Code Monkey home page Code Monkey logo

lisp-interpreter's Introduction

lisp-interpreter

A bare bones lisp parser & interpreter. A demo of the interpreter compiled to WASM can be found at marcusklaas.nl/lisp.

Build Status

Features

Parses and evaluates simple lisp-like statements. Its features include lambdas, closures and currying. All data is immutable and the only types availables are unsigned integers, booleans, functions and lists. The interpreter simulates its own stack, so recursion is not bounded by the stack size of the interpreter.

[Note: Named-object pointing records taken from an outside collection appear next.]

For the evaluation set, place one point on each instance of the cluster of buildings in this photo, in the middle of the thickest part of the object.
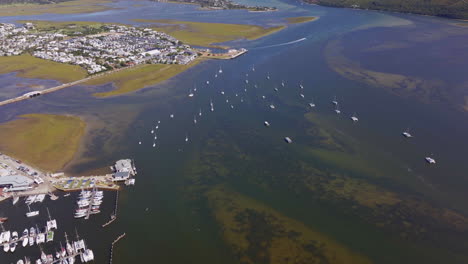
(117, 47)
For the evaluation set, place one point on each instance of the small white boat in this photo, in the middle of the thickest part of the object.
(334, 101)
(430, 160)
(407, 134)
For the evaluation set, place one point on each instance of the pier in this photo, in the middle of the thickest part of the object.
(112, 246)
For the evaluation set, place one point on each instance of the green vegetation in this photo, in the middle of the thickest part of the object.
(444, 8)
(44, 140)
(206, 34)
(298, 20)
(139, 77)
(31, 67)
(259, 234)
(69, 7)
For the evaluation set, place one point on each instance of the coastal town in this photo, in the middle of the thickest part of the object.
(113, 47)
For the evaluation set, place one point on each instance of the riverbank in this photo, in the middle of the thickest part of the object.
(70, 7)
(139, 77)
(208, 34)
(44, 140)
(28, 66)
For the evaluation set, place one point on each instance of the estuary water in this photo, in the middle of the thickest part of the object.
(362, 185)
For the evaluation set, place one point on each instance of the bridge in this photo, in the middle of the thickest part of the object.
(56, 88)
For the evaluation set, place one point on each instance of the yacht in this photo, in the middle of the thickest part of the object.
(430, 160)
(334, 101)
(25, 237)
(13, 247)
(406, 134)
(31, 213)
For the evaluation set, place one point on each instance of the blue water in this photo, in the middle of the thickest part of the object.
(174, 230)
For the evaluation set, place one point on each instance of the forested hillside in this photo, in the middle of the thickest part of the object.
(443, 8)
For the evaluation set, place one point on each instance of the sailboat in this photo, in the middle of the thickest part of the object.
(31, 213)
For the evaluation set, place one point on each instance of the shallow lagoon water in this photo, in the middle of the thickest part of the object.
(179, 228)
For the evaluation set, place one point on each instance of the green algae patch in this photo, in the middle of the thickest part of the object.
(259, 234)
(207, 34)
(43, 140)
(299, 20)
(28, 66)
(139, 77)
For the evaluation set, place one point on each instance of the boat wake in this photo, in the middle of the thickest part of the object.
(282, 44)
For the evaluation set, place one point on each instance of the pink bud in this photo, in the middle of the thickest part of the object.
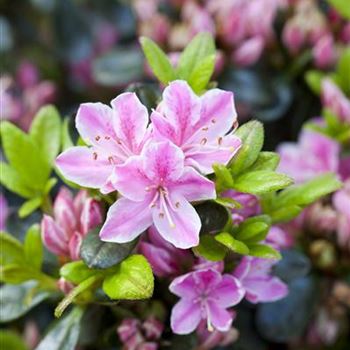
(248, 52)
(293, 37)
(53, 236)
(324, 52)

Available built-in functions:

function name arguments output type
add1 int int
sub1 positive int int
zero? int bool
car non-empty list *
cdr non-empty list list
null? list bool
cons *, list list
define name, * empty list
lambda list, * function
cond bool, *, * *
list * list
int? * bool
bool? * bool
list? * bool
fun? * bool

Further, the main binary introduces some convenience functions, including add, mult, map, filter, >, sort, append, not and and. These are defined in terms of the built-in functions above.

Example evaluations:

> (add1 (add1 3))
5
> (define sub (lambda (x y) (cond (zero? y) x (sub (sub1 x) (sub1 y)))))
()
> (list sub)
(func[2 -> t(func[cond] (func[zero?] $1) $0 t(sub (func[sub1] $0) (func[sub1] $1)))])
> (sub 5 3)
2
> (sub 10)
func[1 -> t(func[2 -> t(func[cond] (func[zero?] $1) $0 t(sub (func[sub1] $0) (func[sub1] $1)))] 1 $0)]
> (:last 1)
9
> (sub 1 5)
Evaluation error: SubZero

Installation

Make sure you have rust installed:

$ curl https://sh.rustup.rs -sSf | sh

Clone the repo

$ git clone https://github.com/marcusklaas/lisp-interpreter.git

Build using cargo

$ cd lisp-interpreter
$ cargo build --release

To start the command-line REPL, run

$ cd yalp-repl
$ cargo run --release

Execute the test suite using

$ cargo test

Some technical details

This lisp interpreter has a fairly simple design. It goes through the usual steps in the interpretation: it parses input strings into a sequence of tokens, builds an AST, does some (light) analysis on this AST to produce a "finalized" AST and finally compiles this into bytecode. The unit of compilation and execution is the function. Execution is done by keeping a stack of values, onto which function arguments and return value are pushed and popped. Every time a function is called, a new stack reference is created, which contains a pointer to the function's bytecode, an instruction pointer, and the position of its arguments on the stack. When a function calls another function, its own stack reference is pushed onto the reference stack (unless analysis showed that this call is a tail-call) and the current stack reference is replaced by that of the callee. Whenever a function returns, the stack reference of the calling function is popped off the reference stack and execution continues there.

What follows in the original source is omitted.